3.7. When does the Governmental Procurement begin pursuant to the State Finance Law? (Last Updated: 9/16/2010)
     

A:  State Finance Law §139-j(1)(e) defines a Governmental Procurement as the public announcement, notice or communication to any potential vendor of a determination of a need for a procurement. While such communications do not need to be in writing, the intent is that they be widely disseminated statements that are reasonably expected to reach potential vendors. A determination of need generally occurs when a Governmental Entity decides what it will be procuring. Governmental Entities often publicly communicate a determination of need by disseminating the specifications, bid documents, requests for proposals or evaluation criteria for the procurement of an article of procurement.

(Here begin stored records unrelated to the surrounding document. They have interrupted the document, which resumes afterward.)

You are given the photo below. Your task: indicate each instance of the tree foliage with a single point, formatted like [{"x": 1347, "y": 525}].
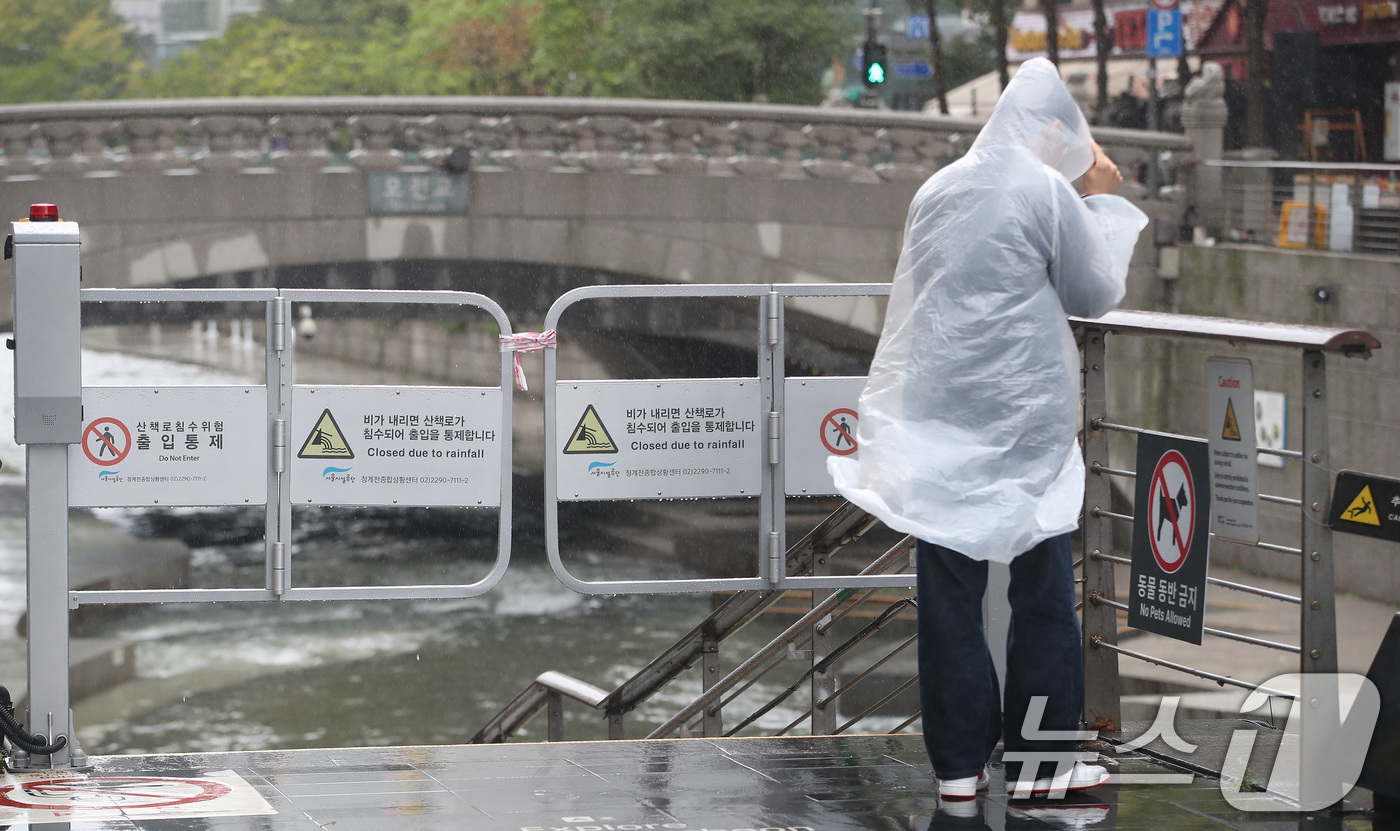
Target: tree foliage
[
  {"x": 692, "y": 49},
  {"x": 63, "y": 49}
]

However, the potential exists that a determination of need may be conveyed through some other form of public announcement, notice or communication. Accordingly, certain restrictions contained in the State Finance Law may now apply before the issuance of the bid, request for proposal or other mechanism used for commencing a procurement, if the Governmental Entity (1) has made a determination of need for a procurement, and (2) communicates such determination in a public manner, such as a public announcement, notice or communication, to potential vendors. Governmental Entities should decide if a determination of need for a procurement has been made and if there has been a public announcement, notice or communication to potential vendors of that determination of need. If both events occurred, a Governmental Procurement exists. In such cases, Governmental Entities must comply with the requirements of State Finance Law §139-j(2)(b), which provides that any determinations on any governmental procurement shall be made in a manner consistent with the principles set forth in State Finance Law § 163(2) and free from any conduct that would be prohibited by Public Officers’ Law §§ 73(5) and 74 or an equivalent ethics code provisions for public officials involved in governmental procurement who are not otherwise subject to the Public Officers’ Law. In addition, as a best practice, the Governmental Entity may post notice of commencement of a Restricted Period on its website once it has initiated a Governmental Procurement.

SFL §§ 139-j(1)(e); 139-k(1)(e); 139-j(2)(b) and §163(5).